Director of Communications and Corporate, Vanier College

5:30-6:15pm, Trottier 0070

Darren Becker is a native Montrealer who graduated with a BA from Concordia University’s Journalism program.

Following a summer internship at the Montreal Gazette, Darren was hired to work at the newspaper in 1996. Over the course of five years he wrote over 1,000 articles for the Gazette on an array of subjects including general assignment reporting, civic affairs and cultural communities. He also wrote a weekly column for the newspaper.

In January 2001 Darren left the Gazette to work in the communications department for the Office of the Mayor of Montreal. Over a period of 12 years he worked as a Press Secretary, Senior Communications Advisor, Deputy Chief of Staff and Director of Communications. His responsibilities included acting as a spokesperson for the city administration, preparing elected officials for interviews, formulating communications plans and corporate media campaigns as well as media relations.

In December 2013 Darren left the city of Montreal and is now working as Director of Communications and Corporate affairs at Vanier College where he develops college communications strategies and plans, directs college student recruitment strategy and activities, helps oversee the organization of major college events and leads strategic and operational planning activities of the Board of Directors and the Executive Committee.


Raffy Boudjikanian

Journalist, Canadian Broadcasting Corporation

6:30-7:15pm, Trottier 0070

Raffy Boudjikanian is a journalist for CBC-TV, radio and online with CBC Montreal Investigates. After graduating with a Bachelor's degree in journalism and political science from Concordia University, Boudjikanian got his start at The Chronicle, a weekly newspaper on Montreal's West Island. In 2010, Boudjikanian began at CBC and has been at the forefront of local and network stories -- from the Lac Mégantic train derailment and the "Maple Spring", Quebec's university tuition increase protests, to recent provincial election campaigns. He has also worked internationally in Rwanda, Chad and Turkey.

Raffy Boudjikanian

Linda Chodan

Lucinda Chodan

Montreal Gazette Editor-in-Chief

7:30-8:15pm, Trottier 0070

Lucinda Chodan is editor in chief of the Montreal Gazette and vice-president of editorial content for the eastern region of Postmedia.

Since her arrival in fall 2013, Chodan has overseen the launch of the Reimagined Montreal Gazette, a major transformation project that delivers different content to different readers on different platforms – print, web, tablet and smartphone.

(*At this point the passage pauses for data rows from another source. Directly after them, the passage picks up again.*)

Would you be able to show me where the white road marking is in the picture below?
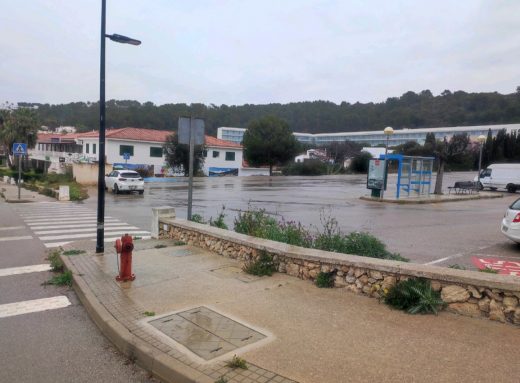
[0,263,51,277]
[0,235,32,242]
[31,221,130,230]
[25,216,119,226]
[0,295,71,318]
[0,226,25,231]
[39,229,149,241]
[34,225,140,235]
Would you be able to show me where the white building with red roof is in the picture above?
[29,128,266,176]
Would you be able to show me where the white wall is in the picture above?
[81,138,164,173]
[203,147,242,175]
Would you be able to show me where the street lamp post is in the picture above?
[96,0,141,253]
[477,134,486,194]
[381,126,394,199]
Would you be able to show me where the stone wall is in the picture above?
[159,218,520,325]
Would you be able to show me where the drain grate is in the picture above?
[149,306,266,360]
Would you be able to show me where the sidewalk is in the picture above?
[0,181,56,203]
[63,241,520,383]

Prior to her appointment in Montreal, Chodan was editor in chief at the Edmonton Journal and the Times Colonist in Victoria. In those roles, she led the transformation of print- focused newsrooms to 19/7 news platforms. Under her leadership, both newsrooms also focused resources on investigative reporting that was recognized at a provincial, national and international level.

Earlier in her career, Chodan served in several capacities at the Montreal Gazette, including deputy editor, readership development editor and arts editor. She began her career as reporter and wrote about music for the Gazette and for national and international publications. She won a National Newspaper Award and an NNA citation of merit as a reporter.